Two-dimensional partial covariance mass spectrometry (2D-pC-MS) exploits the inherent fluctuations of fragment ion abundances across a series of tandem mass spectra, to identify correlated pairs of fragment ions produced along the same fragmentation pathway of the parent ion. The technique has been applied so far to peptides and oligonucleotides. Here, we apply 2D-pC-MS to the analysis of intact protein ions in a standard linear ion trap mass analyzer, using the fact that the fragment-fragment correlation signals are much more specific to biomolecular sequence than 1D MS/MS signals at a given mass accuracy and resolution.

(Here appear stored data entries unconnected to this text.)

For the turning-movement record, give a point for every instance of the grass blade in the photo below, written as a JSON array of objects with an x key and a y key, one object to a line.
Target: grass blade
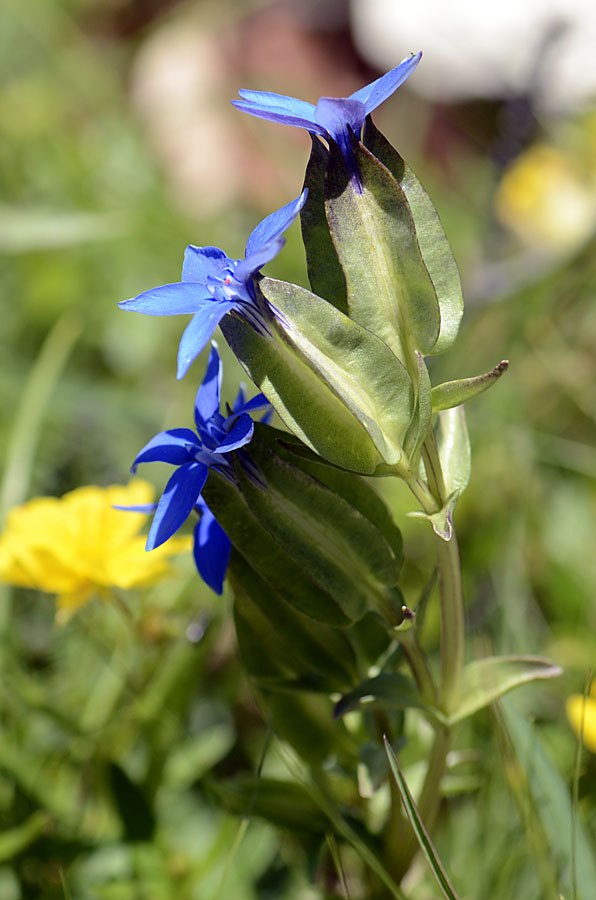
[{"x": 417, "y": 824}]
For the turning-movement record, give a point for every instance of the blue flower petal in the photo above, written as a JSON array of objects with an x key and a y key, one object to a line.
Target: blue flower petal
[
  {"x": 199, "y": 330},
  {"x": 378, "y": 91},
  {"x": 200, "y": 263},
  {"x": 268, "y": 100},
  {"x": 253, "y": 262},
  {"x": 211, "y": 550},
  {"x": 274, "y": 225},
  {"x": 336, "y": 113},
  {"x": 141, "y": 507},
  {"x": 175, "y": 446},
  {"x": 240, "y": 400},
  {"x": 180, "y": 298},
  {"x": 262, "y": 106},
  {"x": 241, "y": 433},
  {"x": 176, "y": 503},
  {"x": 207, "y": 399}
]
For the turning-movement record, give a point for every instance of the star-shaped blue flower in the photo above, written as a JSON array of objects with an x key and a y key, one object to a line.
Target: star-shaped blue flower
[
  {"x": 194, "y": 453},
  {"x": 333, "y": 117},
  {"x": 213, "y": 285}
]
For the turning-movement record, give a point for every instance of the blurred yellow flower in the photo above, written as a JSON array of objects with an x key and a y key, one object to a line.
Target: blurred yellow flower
[
  {"x": 77, "y": 545},
  {"x": 580, "y": 708},
  {"x": 548, "y": 199}
]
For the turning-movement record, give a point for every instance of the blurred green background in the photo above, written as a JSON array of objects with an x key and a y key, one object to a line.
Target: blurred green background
[{"x": 119, "y": 147}]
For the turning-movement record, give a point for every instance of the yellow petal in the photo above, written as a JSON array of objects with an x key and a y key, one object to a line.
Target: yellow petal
[{"x": 578, "y": 709}]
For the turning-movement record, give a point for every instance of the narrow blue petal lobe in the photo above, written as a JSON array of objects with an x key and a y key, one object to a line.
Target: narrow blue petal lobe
[
  {"x": 198, "y": 331},
  {"x": 207, "y": 400},
  {"x": 175, "y": 446},
  {"x": 254, "y": 261},
  {"x": 176, "y": 503},
  {"x": 378, "y": 91},
  {"x": 169, "y": 300},
  {"x": 241, "y": 433},
  {"x": 279, "y": 115},
  {"x": 336, "y": 113},
  {"x": 274, "y": 225},
  {"x": 268, "y": 100},
  {"x": 211, "y": 550},
  {"x": 202, "y": 262}
]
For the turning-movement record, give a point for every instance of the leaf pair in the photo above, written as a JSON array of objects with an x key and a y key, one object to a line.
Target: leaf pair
[{"x": 331, "y": 553}]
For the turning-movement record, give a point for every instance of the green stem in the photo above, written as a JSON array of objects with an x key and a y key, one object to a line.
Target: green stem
[
  {"x": 432, "y": 498},
  {"x": 418, "y": 664},
  {"x": 452, "y": 621}
]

We show that from the distribution of signals on a 2D-pC-MS map it is possible to extract the charge state of both parent and fragment ions without resolving the isotopic envelope. We access this spectral information using an adapted version of the Hough transform. We demonstrate the successful identification of highly charged, intact protein molecules without the need for high mass resolution. Using this technique we also perform the in silico deconvolution of the overlapping fragment ion signals from two co-isolated and co-fragmented intact protein molecules, demonstrating a viable new method for the concurrent mass spectrometric identification of multiple intact protein ions from the same fragment ion spectrum.